But times have changed, and we need to deal with a new normal. Our customers demand working software, and they wanted it yesterday.
If we can't deliver, they go to a competitor. And competition is fierce. With the Internet, we always have global competition.
We have competitors on our stack that deliver a best-of-breed tool for one aspect of the software we built.
We need to deliver fast, and the product we make must be good. And we should do this with our software production being cheap and quality being high.
To achieve this, we need something like Continuous Delivery.
We need to move towards a situation where the value isn't piled up and released all at once but flows through a pipeline.
Just like in the picture, a piece of work is a marble. And only one part of the work can flow through the pipeline at once.
So, work must be prioritized in the right way. As you can see, the pipeline has green and red outlets.
These are the feedback loops or quality gates that we want to have in place. A feedback loop can be different things:
- A unit test to validate the code.
- An automated build to validate the sources.
- An automated test on a Test environment.
- Some monitor on a server.
- Usage instrumentation in the code.
If one of the feedback loops is red, the marble can't pass the outlet, and it will end up in the Monitor and Learn tray.
It's where the learning happens. The problem is analyzed and solved so that the next time a marble passes the outlet, it's green.
Every single piece of workflow through the pipeline until it ends up in the tray of value.
The more that is automated, the faster value flows through the pipeline.
Companies want to move toward Continuous Delivery.
- They see the value.
- They hear their customers.
- Companies wish to deliver their products as fast as possible.
- Quality should be higher.
- The move to production should be faster.
- Technical Debt should be lower.
A great way to improve your software development practices was the introduction of Agile and Scrum.

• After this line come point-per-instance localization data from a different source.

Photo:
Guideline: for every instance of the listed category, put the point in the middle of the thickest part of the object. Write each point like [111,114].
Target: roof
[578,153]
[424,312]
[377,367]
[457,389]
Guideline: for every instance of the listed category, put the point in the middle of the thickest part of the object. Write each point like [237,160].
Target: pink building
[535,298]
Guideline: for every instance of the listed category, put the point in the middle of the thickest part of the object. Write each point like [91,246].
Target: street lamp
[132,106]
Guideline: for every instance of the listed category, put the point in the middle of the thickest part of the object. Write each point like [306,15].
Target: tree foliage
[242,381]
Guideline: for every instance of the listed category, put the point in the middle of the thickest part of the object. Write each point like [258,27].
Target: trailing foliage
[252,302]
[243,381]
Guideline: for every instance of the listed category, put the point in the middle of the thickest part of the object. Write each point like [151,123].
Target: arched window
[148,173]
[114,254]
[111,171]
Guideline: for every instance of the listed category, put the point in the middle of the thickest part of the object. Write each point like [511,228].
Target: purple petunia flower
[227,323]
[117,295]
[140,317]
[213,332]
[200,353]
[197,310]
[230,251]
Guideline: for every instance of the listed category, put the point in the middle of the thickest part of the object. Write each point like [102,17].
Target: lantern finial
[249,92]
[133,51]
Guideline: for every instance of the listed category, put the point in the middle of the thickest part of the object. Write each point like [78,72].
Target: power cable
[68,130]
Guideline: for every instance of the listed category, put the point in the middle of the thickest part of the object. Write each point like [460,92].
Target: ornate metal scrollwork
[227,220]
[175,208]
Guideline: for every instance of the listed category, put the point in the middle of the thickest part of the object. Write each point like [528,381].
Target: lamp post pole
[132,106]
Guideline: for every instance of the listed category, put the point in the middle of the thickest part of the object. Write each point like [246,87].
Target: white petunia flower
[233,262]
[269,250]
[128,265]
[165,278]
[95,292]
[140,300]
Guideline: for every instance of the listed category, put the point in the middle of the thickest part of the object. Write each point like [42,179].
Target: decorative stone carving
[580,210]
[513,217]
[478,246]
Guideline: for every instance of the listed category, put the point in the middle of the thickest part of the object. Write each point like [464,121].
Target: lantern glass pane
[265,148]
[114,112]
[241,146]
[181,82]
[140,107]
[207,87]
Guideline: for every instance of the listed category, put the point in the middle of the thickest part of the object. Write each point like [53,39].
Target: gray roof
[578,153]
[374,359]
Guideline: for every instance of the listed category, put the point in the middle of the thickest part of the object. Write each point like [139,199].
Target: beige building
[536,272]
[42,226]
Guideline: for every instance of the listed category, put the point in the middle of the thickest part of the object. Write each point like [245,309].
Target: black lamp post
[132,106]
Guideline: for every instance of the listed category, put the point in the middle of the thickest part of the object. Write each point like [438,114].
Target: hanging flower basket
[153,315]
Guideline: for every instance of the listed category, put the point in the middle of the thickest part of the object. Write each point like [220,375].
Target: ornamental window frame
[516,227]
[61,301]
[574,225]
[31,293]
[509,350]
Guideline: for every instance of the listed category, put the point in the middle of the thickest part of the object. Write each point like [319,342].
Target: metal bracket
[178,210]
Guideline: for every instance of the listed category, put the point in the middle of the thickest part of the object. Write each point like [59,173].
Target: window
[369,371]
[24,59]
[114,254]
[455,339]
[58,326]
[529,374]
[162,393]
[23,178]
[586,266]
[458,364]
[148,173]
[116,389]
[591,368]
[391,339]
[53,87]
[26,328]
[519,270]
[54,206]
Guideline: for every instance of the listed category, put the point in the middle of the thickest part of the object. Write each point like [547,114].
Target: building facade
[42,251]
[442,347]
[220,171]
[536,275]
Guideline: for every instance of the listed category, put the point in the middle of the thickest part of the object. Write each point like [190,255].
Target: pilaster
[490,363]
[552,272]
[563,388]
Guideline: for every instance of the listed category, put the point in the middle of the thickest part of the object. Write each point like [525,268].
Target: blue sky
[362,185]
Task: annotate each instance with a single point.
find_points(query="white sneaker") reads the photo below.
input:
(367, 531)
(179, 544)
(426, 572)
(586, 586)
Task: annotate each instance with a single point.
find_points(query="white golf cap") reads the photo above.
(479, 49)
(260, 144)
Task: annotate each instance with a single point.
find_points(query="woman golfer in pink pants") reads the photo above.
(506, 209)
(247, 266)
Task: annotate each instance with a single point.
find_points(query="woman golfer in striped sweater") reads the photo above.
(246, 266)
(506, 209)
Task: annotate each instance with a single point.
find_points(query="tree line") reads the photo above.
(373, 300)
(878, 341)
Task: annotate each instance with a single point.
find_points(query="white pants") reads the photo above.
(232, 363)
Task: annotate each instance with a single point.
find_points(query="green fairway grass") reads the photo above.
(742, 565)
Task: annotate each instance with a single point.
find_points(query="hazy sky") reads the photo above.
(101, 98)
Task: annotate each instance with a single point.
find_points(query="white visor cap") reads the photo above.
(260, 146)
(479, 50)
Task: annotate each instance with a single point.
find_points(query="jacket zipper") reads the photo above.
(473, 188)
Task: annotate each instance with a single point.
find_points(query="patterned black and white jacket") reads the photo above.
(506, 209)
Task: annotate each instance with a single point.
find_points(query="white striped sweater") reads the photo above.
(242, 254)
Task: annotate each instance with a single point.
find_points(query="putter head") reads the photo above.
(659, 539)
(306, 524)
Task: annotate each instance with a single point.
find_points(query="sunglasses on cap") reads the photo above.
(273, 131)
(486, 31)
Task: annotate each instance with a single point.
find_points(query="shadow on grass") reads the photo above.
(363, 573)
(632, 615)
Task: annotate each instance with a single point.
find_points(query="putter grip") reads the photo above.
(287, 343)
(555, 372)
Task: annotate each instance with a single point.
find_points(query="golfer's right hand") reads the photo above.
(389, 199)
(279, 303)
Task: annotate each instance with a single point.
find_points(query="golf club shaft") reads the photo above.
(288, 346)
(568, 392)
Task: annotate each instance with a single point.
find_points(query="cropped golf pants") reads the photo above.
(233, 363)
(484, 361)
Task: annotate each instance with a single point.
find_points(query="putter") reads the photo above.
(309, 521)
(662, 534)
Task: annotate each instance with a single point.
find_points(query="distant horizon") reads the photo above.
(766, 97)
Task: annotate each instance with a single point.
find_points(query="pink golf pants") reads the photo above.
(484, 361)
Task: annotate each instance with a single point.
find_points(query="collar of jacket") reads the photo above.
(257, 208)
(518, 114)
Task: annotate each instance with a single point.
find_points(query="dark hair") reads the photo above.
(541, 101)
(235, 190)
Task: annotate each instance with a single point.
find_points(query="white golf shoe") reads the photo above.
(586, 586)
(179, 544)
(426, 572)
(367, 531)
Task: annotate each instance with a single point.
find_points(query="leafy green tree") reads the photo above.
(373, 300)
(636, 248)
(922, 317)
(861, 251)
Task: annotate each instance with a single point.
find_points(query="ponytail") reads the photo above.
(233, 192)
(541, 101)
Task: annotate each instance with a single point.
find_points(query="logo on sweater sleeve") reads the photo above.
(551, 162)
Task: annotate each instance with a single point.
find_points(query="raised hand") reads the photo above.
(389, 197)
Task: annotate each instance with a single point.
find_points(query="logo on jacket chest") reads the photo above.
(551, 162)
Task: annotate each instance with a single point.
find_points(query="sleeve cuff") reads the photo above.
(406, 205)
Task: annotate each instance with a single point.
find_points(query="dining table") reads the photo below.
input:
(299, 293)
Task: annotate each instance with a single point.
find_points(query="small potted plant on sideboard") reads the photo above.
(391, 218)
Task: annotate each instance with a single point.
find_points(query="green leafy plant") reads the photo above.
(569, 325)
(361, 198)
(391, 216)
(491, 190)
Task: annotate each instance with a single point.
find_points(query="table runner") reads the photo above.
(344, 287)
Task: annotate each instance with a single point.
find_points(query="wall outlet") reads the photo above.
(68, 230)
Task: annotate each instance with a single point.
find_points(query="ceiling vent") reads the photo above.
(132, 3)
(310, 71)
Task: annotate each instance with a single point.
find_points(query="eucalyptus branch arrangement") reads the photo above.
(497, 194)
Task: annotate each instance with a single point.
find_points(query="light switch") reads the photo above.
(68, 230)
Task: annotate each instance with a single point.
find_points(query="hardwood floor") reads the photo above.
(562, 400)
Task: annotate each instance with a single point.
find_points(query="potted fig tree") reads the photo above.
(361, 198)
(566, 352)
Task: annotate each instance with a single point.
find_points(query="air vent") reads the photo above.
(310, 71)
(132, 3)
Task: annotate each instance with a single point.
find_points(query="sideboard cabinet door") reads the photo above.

Last year around 80% of all companies claimed that they adopted Scrum as a software development practice.
Using Scrum, many teams can produce a working piece of software after a sprint of maybe two or three weeks.
But creating working software isn't the same as delivering working software.
The result is that all "done" increments are waiting to be delivered in the next release, which is coming in a few months.
We see now that Agile teams within a non-agile company are stuck in a delivery funnel.
The bottleneck is no longer the production of working software, but the problem has become the delivery of working software.
The finished product is waiting to be delivered to the customers to get business value, but it doesn't happen.
Continuous Delivery needs to solve this problem.